En fait, à Pusca, la population a déjà commencé à changer. Il existe même une rue surnommée "la rue blanche", parce qu'on y trouve des familles mixtes. Parmi elles, celle de Michko, le violoniste, né d'un père rom et d'une mère slovène. Avec son fils, qui l'accompagne à l'accordéon, il entretient l'héritage musical de sa communauté. Il joue notamment tous les ans pour l'anniversaire du village, au mois de septembre, quand les habitants des environs viennent danser ici. L'époque où les roms devaient vivre à l'écart lui semble révolue.
"Je reste un rom : je bouge beaucoup, j'aime l'amour et la musique". "Aujourd’hui, il y en a énormément, des couples mixtes. Il n’y a pas de friction, pas de nervosité, pas d’interdit. C’est fini, tout ça. La mère de mon fils est Slovène, ma nouvelle femme est Slovène. Mes beaux-parents m’ont accueilli à bras ouverts. Mon fils lui-même a une compagne slovène. Donc, non, vraiment, ce n’est plus un sujet. Mais je reste un rom : je bouge beaucoup, j'aime l'amour et la musique", raconte-t-il.
Aujourd’hui, Michko se produit un peu partout dans la région. Car les roms veulent aussi diffuser leur culture. Pour le prouver, le chef de la communauté, Horvat Muc, nous emmène dans le centre-ville de Murska Sobota et montre le petit musée qu’il a créé, près de la place du marché : ici, dans une pièce unique dont les murs sont tapissés de textes et de photos, on trouve des outils, des costumes, des poteries, des paniers, toutes sortes de témoignage de l’activité des roms.
"Nous avons proposé de faire apprendre notre langue dans les écoles". "C'est une idée de l'Union européenne des roms. Ensemble, nous avons décidé d’ouvrir des musées pour mettre en valeur notre culture matérielle. Il y en a un ici, mais il y en a aussi en Slovaquie, en Lettonie, en Serbie. L’idée, c’est qu’il y ait un réseau de musées à travers toute l’Europe", assure Michko.
Et l’ambition des roms ne s’arrête pas là : ils aimeraient que leur langue, le romani, trouve également sa place dans les programmes scolaires. "Nous avons proposé de faire apprendre notre langue dans les écoles, comme une langue facultative. Ça n’a pas encore été accepté, mais on a déjà préparé le matériel, regardez : ça, c’est le manuel du romani standardisé. Tout est prêt", poursuit Michko.

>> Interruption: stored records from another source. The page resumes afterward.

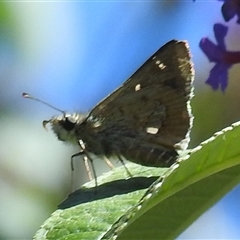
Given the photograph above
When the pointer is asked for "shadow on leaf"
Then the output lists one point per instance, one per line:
(106, 190)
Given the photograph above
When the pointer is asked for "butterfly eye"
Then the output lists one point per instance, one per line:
(69, 123)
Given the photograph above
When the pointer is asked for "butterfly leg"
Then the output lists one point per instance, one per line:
(108, 162)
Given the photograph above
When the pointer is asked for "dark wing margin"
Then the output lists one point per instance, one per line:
(148, 119)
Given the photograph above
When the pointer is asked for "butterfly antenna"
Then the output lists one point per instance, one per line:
(26, 95)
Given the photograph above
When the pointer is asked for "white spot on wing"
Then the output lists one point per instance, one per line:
(152, 130)
(137, 87)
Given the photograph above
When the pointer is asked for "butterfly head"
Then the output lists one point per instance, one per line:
(65, 126)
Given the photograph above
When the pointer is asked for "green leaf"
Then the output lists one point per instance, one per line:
(169, 206)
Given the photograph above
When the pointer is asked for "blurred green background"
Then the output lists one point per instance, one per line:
(72, 54)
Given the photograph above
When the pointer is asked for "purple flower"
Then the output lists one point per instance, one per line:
(224, 59)
(230, 8)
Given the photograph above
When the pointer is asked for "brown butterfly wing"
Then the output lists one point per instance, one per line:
(148, 118)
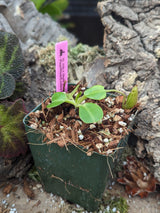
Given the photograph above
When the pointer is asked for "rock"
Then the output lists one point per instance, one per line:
(132, 45)
(32, 28)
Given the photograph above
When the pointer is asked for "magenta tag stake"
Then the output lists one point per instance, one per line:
(61, 59)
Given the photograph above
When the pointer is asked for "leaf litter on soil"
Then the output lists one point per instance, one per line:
(62, 125)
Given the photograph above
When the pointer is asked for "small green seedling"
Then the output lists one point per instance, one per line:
(91, 112)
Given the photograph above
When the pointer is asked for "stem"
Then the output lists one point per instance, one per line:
(113, 90)
(81, 99)
(74, 91)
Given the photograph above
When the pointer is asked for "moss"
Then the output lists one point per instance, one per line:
(114, 204)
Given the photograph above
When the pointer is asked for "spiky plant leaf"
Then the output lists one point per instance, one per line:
(12, 134)
(6, 91)
(11, 63)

Une bibliothèque "qui donne une visibilité à cette culture". Un jour, peut-être, ce manuel se retrouvera à quelques centaines de mètres de là, dans la bibliothèque universitaire (photo ci-dessus). Car ici, parmi les rayonnages, on en consacrés aux roms. Il y a des ouvrages de politique, de sociologie, d’histoire, d’ethnologies, rassemblés par Jasna, la directrice : "C’est la seule bibliothèque publique de Slovénie qui présente de façon organisée les ouvrages consacrés aux Roms. Il y en avait 500 au départ, aujourd’hui il y en a à peu près 600. C’est très utilisé par les lycéens et par les étudiants pour faire des recherches. Et ça donne une visibilité à cette culture."
Et parmi les étudiants qui utilisent ces livres, il y a parfois des roms. D'ailleurs, l'un d'eux, venu de Pusca, a déjà réalisé un travail de fin d’études sur l’évolution de sa communauté dans la région. Dans son village, on évoque en souriant le titre de ce mémoire: "Comment la majorité s’intègre dans la minorité."